Does the description disclose side effects, auth requirements, rate limits, or destructive behavior?

With no annotations provided, the description carries the full burden of behavioral disclosure. It effectively describes the core behavior (returns listings with agent reputation and application counts) and mentions filtering support, but lacks details on pagination behavior, rate limits, authentication requirements, or error handling. It adds value beyond the schema but doesn't fully compensate for the missing annotations.

Agents need to know what a tool does to the world before calling it. Descriptions should go beyond structured annotations to explain consequences.

Conciseness5/5

Is the description appropriately sized, front-loaded, and free of redundancy?

The description is perfectly concise and front-loaded: the first sentence states the core purpose, the second adds key return details, and the third efficiently summarizes filtering options. Every sentence earns its place with zero wasted words, making it highly scannable for an AI agent.

Shorter descriptions cost fewer tokens and are easier for agents to parse. Every sentence should earn its place.

Completeness4/5

Given the tool's complexity, does the description cover enough for an agent to succeed on first attempt?

Given the tool's moderate complexity (10 parameters, no output schema, no annotations), the description is reasonably complete. It covers purpose, return data, and filtering scope, but could better address behavioral aspects like pagination or error cases. The absence of an output schema means the description doesn't explain return values, which is acceptable per the rules.

Complex tools with many parameters or behaviors need more documentation. Simple tools need less. This dimension scales expectations accordingly.

Parameters3/5

Does the description clarify parameter syntax, constraints, interactions, or defaults beyond what the schema provides?

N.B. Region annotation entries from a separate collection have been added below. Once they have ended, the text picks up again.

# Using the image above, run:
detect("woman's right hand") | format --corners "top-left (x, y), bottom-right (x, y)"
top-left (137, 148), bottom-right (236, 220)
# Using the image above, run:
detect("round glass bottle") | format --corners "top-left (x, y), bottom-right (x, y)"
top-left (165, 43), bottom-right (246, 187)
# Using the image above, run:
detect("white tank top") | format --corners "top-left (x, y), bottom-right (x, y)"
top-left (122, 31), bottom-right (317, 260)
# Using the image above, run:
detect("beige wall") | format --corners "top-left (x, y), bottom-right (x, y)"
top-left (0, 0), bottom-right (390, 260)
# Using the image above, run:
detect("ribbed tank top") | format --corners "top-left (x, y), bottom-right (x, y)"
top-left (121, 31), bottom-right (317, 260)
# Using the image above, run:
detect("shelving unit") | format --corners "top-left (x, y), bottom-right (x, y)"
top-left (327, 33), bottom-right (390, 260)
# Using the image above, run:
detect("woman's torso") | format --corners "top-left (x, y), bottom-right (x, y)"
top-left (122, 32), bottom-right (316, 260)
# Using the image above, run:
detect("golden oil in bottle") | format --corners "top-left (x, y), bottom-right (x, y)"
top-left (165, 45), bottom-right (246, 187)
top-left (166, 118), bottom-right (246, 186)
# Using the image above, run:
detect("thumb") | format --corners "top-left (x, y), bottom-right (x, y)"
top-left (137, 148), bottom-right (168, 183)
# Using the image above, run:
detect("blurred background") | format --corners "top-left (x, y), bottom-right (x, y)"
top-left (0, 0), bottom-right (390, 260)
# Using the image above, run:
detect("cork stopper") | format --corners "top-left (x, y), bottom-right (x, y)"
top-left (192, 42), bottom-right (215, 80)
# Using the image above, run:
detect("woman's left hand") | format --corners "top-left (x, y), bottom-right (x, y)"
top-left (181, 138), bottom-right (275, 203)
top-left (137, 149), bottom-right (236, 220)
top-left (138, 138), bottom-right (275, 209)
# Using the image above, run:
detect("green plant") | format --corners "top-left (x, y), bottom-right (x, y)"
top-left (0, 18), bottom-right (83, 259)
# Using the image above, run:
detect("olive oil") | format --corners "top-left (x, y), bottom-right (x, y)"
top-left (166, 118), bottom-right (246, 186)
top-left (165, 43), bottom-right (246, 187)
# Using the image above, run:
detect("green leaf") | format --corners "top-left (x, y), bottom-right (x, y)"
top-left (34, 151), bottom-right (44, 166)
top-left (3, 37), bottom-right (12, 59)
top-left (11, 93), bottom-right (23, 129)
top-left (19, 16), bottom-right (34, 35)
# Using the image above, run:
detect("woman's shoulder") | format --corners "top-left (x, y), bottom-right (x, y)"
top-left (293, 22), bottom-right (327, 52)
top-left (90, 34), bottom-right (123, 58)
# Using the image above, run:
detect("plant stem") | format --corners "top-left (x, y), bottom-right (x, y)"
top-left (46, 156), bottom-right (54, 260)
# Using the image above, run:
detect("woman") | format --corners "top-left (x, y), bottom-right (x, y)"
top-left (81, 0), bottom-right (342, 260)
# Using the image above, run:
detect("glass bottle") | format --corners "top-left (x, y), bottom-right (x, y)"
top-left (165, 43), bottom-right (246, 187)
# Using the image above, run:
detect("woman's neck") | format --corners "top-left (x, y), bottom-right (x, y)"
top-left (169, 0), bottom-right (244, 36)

The schema description coverage is 100%, so the schema already documents all 10 parameters thoroughly. The description adds marginal value by summarizing the filtering capabilities ('filtering by skill, category, work mode, budget range, and location'), but doesn't provide additional syntax or format details beyond what the schema specifies. This meets the baseline for high schema coverage.

Input schemas describe structure but not intent. Descriptions should explain non-obvious parameter relationships and valid value ranges.

Purpose5/5

Does the description clearly state what the tool does and how it differs from similar tools?

The description clearly states the specific action ('Browse open job listings'), identifies the resource ('Human Pages job board'), and distinguishes it from siblings like 'get_listing' (singular) by indicating it returns multiple listings with filtering capabilities. The verb+resource combination is precise and unambiguous.

Agents choose between tools based on descriptions. A clear purpose with a specific verb and resource helps agents select the right tool.

Usage Guidelines4/5

Does the description explain when to use this tool, when not to, or what alternatives exist?

The description provides clear context for when to use this tool ('Browse open job listings') and implicitly suggests alternatives like 'get_listing' (singular) for single listings or 'create_listing' for posting jobs. However, it doesn't explicitly state when NOT to use it or name specific sibling alternatives, which prevents a perfect score.

Agents often have multiple tools that could apply. Explicit usage guidance like "use X instead of Y when Z" prevents misuse.